Photo:ITAR-TASS"We would not like Baikonur to ruin," Talgat Musabayev, Head of the National Space Agency of Kazakhstan, said in an interview, itar-tass.com reports.
At the end of last year, the governments of Russia and Kazakhstan fixed a roadmap for the use and development of the space launch facilities of the Baikonur cosmodrome and of the city of the same name.
Talgat Musabayev, Head of the National Space Agency of Kazakhstan, told the newspaper Izvestia about the rules according to which the world's largest space launch center would begin to operate in future.
"Changes will concern the launch complex for Zenit carrier rockets and Baikonur city proper. In point of fact, we agreed on arrangements for their joint use and servicing.
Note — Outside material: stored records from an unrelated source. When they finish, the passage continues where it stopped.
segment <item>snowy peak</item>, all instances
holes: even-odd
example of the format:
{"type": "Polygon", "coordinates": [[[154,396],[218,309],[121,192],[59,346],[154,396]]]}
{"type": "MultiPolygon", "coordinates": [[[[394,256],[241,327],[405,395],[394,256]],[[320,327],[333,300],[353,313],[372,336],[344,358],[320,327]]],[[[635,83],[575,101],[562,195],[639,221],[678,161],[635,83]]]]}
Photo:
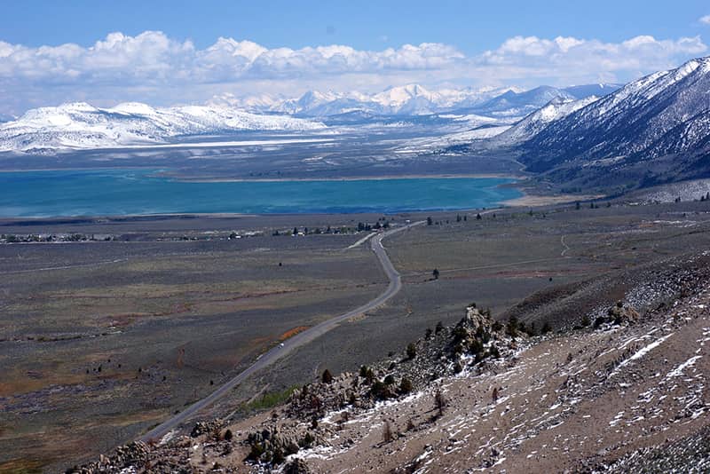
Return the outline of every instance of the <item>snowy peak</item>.
{"type": "Polygon", "coordinates": [[[167,143],[180,136],[323,127],[309,120],[258,115],[225,107],[154,108],[127,102],[98,108],[71,103],[29,110],[16,121],[0,124],[0,151],[121,147],[167,143]]]}
{"type": "Polygon", "coordinates": [[[423,99],[433,102],[438,97],[419,84],[407,84],[390,87],[386,91],[375,94],[372,99],[385,107],[398,107],[414,99],[423,99]]]}
{"type": "Polygon", "coordinates": [[[556,97],[547,105],[510,127],[498,136],[501,143],[512,144],[526,140],[547,127],[549,123],[566,117],[570,114],[598,100],[596,97],[588,97],[579,100],[556,97]]]}
{"type": "MultiPolygon", "coordinates": [[[[612,163],[674,156],[686,175],[708,172],[710,155],[710,58],[634,81],[552,122],[525,144],[531,170],[566,161],[612,163]]],[[[668,171],[668,168],[663,172],[668,171]]]]}
{"type": "Polygon", "coordinates": [[[352,112],[374,115],[421,115],[438,113],[478,114],[496,117],[522,117],[552,99],[603,96],[616,90],[607,84],[575,86],[567,90],[542,86],[532,91],[517,88],[440,89],[431,91],[411,83],[365,94],[358,91],[308,91],[294,99],[269,96],[237,99],[231,94],[215,97],[212,104],[241,107],[251,111],[281,113],[304,117],[327,117],[352,112]]]}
We agreed on that and recorded it on paper that a project for the establishment of a space rocket complex 'Baiterek' will be implemented with the use of the carrier rocket Zenit. Before January 2015 that complex will be withdrawn from Russia's lease holding and turned over to Kazakhstan which will assume spending on its maintenance — about $10 million. However, this also refers to a joint use of the complex.... We also plan in future to upgrade Zenit space rocket so as to develop on the basis of the complex a heavy-duty space rocket capable of replacing Proton subsequently. We also agreed to mull the possibility of co-development of a light-class rocket for Baikonur," Musabayev said. He emphasized that Kazakhstan "eyes becoming a space faring power".
"Neither me nor any sober-minded person in Kazakhstan wants Russia to quit Baikonur. We are partners and allies, and it is normal to have joint strategic projects for this level of interstate interaction. If Russia gets minded sometime in the future to quit Baikonur, we would not like Baikonur to ruin. We shall do everything we can for the Baikonur to remain the gate into the outer space, and we shall be implementing the space program on our own," Musabayev pointed out.